Morag's journey from science to cycling

Morag at work on a bike
women working on bike which is on stand
women working on bike which is on stand
Jennifer Young's picture

Morag's journey from science to cycling

An accident threatened Morag Prach's journey from research scientist to bike mechanic but with hard work and support from the Scotland Cycle Repair Scheme she has recovered and business is booming

When scientist Morag Prach moved back to Scotland and started a family after working as an academic researcher, she found her next career move didn’t go to plan. 

“I was a stay-at-home mum for a bit but then got back into research but the money dried up and I was out of work again."

Then she had a 'lightbulb moment' when cycling which changed everything and opened up a whole new world to her.

"I was cycling back and forward with the kids to school and I thought ‘this is great’. I started volunteering with a local charity and they got a grant for three years of funding so I started fixing up old bikes and selling them back to the public. Next thing I had a job there, retrained as a bike mechanic and I loved it. It fitted round my young family, it was local and it filled the gap. I took a complete change to do it."

From there, the work just grew and Morag worked with projects like I Am Bikes, Recyke a Bike and NextBikes in Stirling, as well as qualifying as a Bikeability instructor and providing Dr Bike maintenance sessions at outdoor events.

So how did she make the leap to become the Cycling Scientist?

“I always liked the idea of doing something for myself. So I thought of the Cycling Scientist. I went to Business Gateway and they said “great idea, can you get the web address?”. I checked with Companies House to check if the name was available - and it was - so Cycling Scientist was born. It meant I could work from home, get insurance to do bike repairs and still do other tutoring work through the winter which works out well as there are fewer bikes to be repaired and less Bikeability then.”

Morag has been able to keep working from home but also has a special service that some bike shops don’t have.

“I do the repairs at home but I’m also mobile too. I’ve got a bike carrier. I’ve got a certificate of lawfulness for my garage space at home, half of the garage is my business with lots of bike racks, workstands and tools. Most of my customers say it’s great having someone who I can get my bike to without having to think about public transport as I can pick their bike up and drop it back off.”

Like everyone, lockdown made a huge impact on Morag’s work but for her the impact started earlier after a bad accident.

“My lockdown story started in Christmas 2019 when I had a silly accident in the kitchen, cutting through the tendons and nerves at the base of my left thumb. It was touch and go whether I’d be able to use my left hand again but after doing all my physiotherapy exercises it was looking good.  When my physio asked what I do for a living I said: ‘I do bike mechanics and haven’t been able to drive or ride a bike’, they said the fine motor movements of fixing bikes would be the best thing I could do for a speedy recovery.


women on road bike
Road cycling is Morag's first passion

"Just at that point my friend Julie Cunningham - who also works at Cycling UK and is a member of Belles on Bikes in Falkirk, mentioned Cycling UK’s Key Workers scheme which offered grants to bike shops and businesses to provide free cycle repairs to key workers at the start of the pandemic. It was incredibly successful in my area where very few people were able to fix bikes and nobody knew how the pandemic was going to work out. After that, I applied to the Scotland Cycle Repair Scheme and was lucky to get £5000 altogether which helped me work on 109 bikes in total.”
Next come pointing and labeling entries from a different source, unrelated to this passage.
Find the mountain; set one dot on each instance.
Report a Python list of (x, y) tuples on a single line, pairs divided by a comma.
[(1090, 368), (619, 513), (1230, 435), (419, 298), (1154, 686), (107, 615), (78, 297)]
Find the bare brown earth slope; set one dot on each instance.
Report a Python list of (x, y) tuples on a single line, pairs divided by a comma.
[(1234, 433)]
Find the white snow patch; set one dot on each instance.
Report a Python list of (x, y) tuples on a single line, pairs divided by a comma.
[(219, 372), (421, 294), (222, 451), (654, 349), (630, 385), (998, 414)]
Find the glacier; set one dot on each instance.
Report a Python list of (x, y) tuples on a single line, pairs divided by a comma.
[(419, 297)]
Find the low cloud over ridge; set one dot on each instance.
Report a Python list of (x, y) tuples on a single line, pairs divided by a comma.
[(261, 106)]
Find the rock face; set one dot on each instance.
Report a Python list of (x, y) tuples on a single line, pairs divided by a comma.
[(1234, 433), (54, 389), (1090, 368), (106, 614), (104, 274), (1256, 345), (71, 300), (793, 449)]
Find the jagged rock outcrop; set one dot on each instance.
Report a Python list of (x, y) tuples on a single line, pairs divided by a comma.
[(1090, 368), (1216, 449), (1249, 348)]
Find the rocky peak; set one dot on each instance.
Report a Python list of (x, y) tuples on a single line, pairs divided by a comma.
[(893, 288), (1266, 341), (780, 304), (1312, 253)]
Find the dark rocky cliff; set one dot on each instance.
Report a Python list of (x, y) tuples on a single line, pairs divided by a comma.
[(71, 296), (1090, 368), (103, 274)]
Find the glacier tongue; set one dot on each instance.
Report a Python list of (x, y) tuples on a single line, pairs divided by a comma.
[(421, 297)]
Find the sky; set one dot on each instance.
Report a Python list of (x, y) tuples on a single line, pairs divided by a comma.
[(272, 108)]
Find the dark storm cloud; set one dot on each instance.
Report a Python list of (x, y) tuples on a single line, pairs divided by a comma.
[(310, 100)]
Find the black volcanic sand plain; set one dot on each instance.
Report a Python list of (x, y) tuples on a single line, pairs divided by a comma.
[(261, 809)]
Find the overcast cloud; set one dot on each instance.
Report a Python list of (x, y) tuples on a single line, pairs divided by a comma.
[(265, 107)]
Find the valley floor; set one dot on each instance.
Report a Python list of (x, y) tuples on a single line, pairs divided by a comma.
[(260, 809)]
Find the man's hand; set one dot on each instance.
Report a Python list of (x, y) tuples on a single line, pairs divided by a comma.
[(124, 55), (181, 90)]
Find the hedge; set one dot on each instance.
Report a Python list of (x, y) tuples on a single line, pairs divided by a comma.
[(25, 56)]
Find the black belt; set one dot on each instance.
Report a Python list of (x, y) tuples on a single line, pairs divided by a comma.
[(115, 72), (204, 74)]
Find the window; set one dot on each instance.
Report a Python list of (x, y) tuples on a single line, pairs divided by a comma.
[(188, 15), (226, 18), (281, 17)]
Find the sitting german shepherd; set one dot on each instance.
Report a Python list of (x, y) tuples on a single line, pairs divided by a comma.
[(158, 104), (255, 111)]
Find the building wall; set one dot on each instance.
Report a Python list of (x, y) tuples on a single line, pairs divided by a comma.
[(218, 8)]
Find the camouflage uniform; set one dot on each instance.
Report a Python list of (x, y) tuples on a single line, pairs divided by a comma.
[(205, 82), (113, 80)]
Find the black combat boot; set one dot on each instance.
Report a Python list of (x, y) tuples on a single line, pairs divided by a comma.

The Scotland Cycle Repair Scheme was funded by the Scottish Government, providing free repairs and servicing on over 30,000 cycles before it closed earlier this year.

These schemes were a real success for Morag who was deluged with interest from new and existing customers.

“I was a bit panicky the first couple of days as my phone was ringing off the hook. I normally just advertise my business on Facebook and word of mouth and now I was getting messages on Facebook, through Cycling UK, on my mobile, from friends of friends. They’re all new customers to me now so that’s a win-win."

For Morag, the benefits of becoming involved with the Scotland Cycle Repair Scheme have been long-term.

"This whole process helps the individual who wants the bike fixed but helped me as a small business as I didn’t have to apply for any other funding to see me through Covid. My business grew through the pandemic and I now have regulars that have been coming back to me now since the original lockdown.”